Simple Tasks: The overhead of PTC—script generation, container management, execution state—makes sense for batch operations, not for checking the weather in one city. If you're calling a tool once, standard calling is simpler and equally fast.

Unpredictable Tool Behavior: If your tools have side effects that require careful sequencing or rollback capabilities, explicit conversational orchestration gives you more control points.

Advanced Pattern: Multi-Tool Orchestration

PTC becomes particularly powerful when orchestrating multiple tools:

> For each of these companies (AAPL, MSFT, GOOGL), get both the stock price 
> and company info. Calculate a "value score" as (price / market_cap_billions) 
> and rank them. Use code execution to handle this efficiently.

Claude might generate something like:

import asyncio

async def analyze_companies(tickers):
    results = []
    for ticker in tickers:
        # Tools are exposed as async functions in the execution environment
        price_data = await get_stock_price(ticker)
        info = await get_company_info(ticker)
        
        # Parse market cap (e.g., "3.0T" -> 3000)
        cap_str = info["market_cap"]
        if cap_str.endswith("T"):
            cap_billions = float(cap_str[:-1]) * 1000
        elif cap_str.endswith("B"):
            cap_billions = float(cap_str[:-1])
        else:
            cap_billions = 1  # fallback
        
        value_score = price_data["price"] / cap_billions
        results.append({
            "ticker": ticker,
            "price": price_data["price"],
            "market_cap": info["market_cap"],
            "value_score": round(value_score, 6)
        })
    
    # Sort by value score descending
    results.sort(key=lambda x: x["value_score"], reverse=True)
    return results

tickers = ["AAPL", "MSFT", "GOOGL"]
rankings = asyncio.run(analyze_companies(tickers))
print(rankings)

Six tool calls, data transformation, ranked output—all happening in one execution block. Claude's context receives only the final rankings, not six separate tool results plus reasoning about how to combine them.

Conclusion

Programmatic Tool Calling changes how Claude interacts with external tools—from conversational back-and-forth to code-driven orchestration. In practice, PTC can significantly reduce latency and token consumption for batch operations and complex multi-tool workflows, though the benefits depend heavily on task characteristics and implementation details.

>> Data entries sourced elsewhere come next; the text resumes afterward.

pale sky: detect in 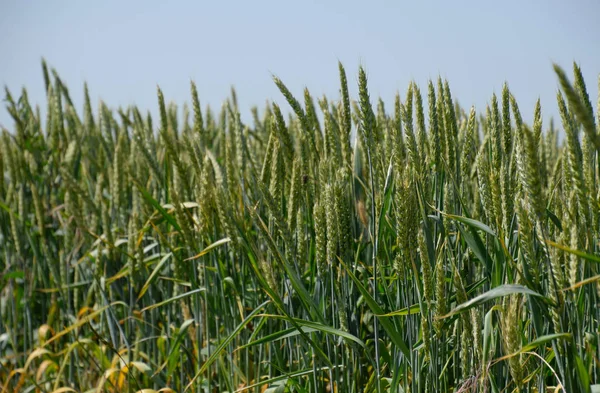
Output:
[0,0,600,129]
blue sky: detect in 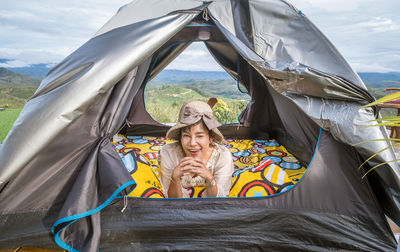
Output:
[0,0,400,72]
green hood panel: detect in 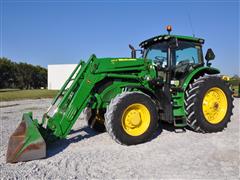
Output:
[92,58,146,73]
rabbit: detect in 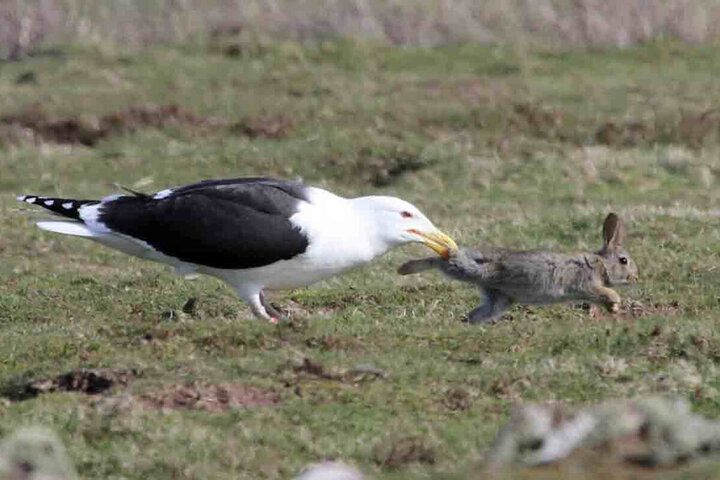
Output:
[398,213,638,324]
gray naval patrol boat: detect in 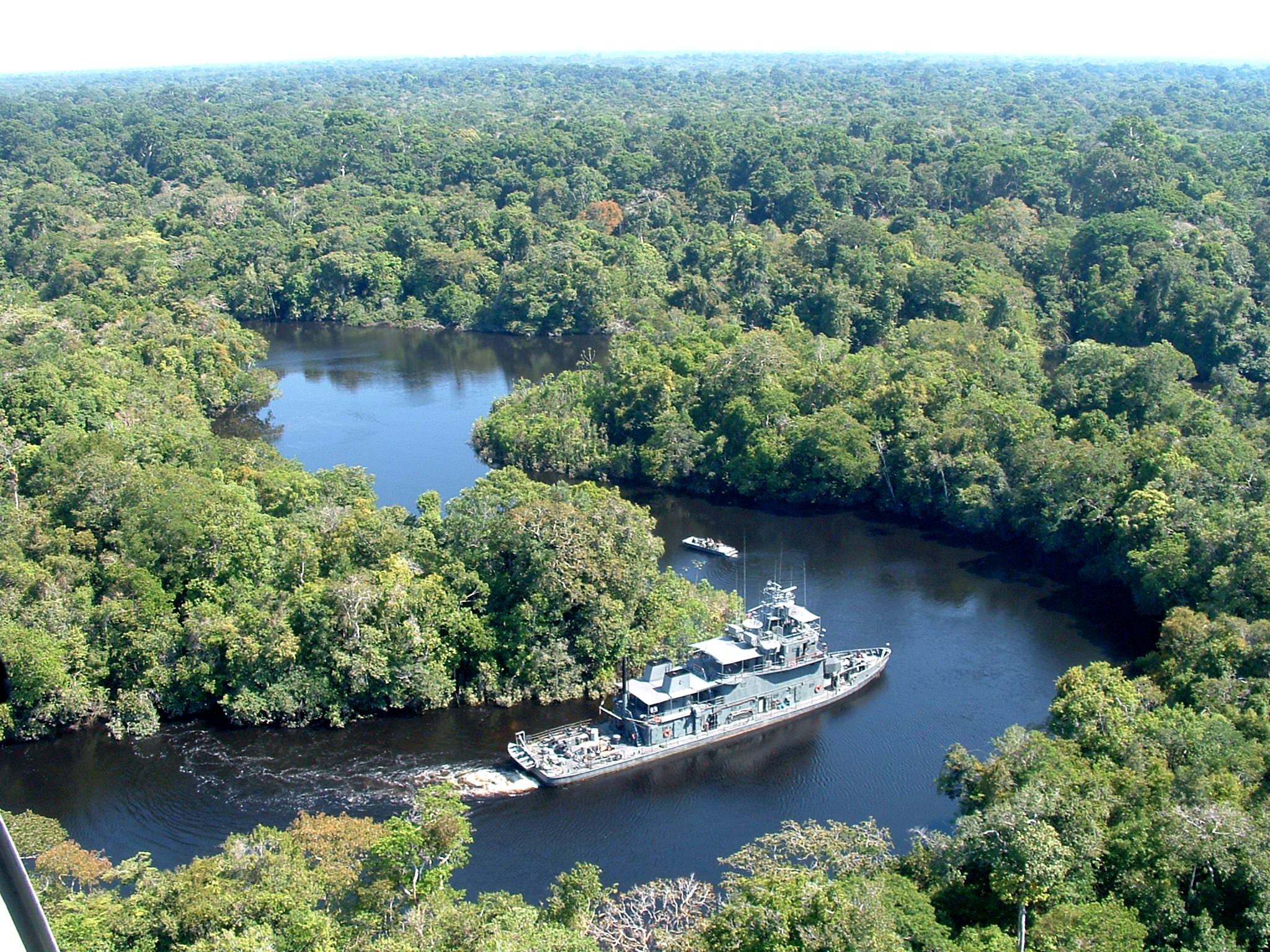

The implementation requires attention to detail: ensuring the allowed_callers field is properly set, enabling both code execution and the appropriate beta header, and designing tools that benefit from batch execution. The debugging and observability trade-offs are real, and PTC isn't the right choice for every workflow.

For developers building with Claude Code, PTC is already available through MCP servers that advertise their compatibility. For those building custom agents on the API, it's a beta feature worth experimenting with—particularly for data-intensive operations where context management becomes a bottleneck.

The agent doesn't just call your tools. It writes code that orchestrates them. Whether that's the right architecture for your use case depends on what you're optimizing for.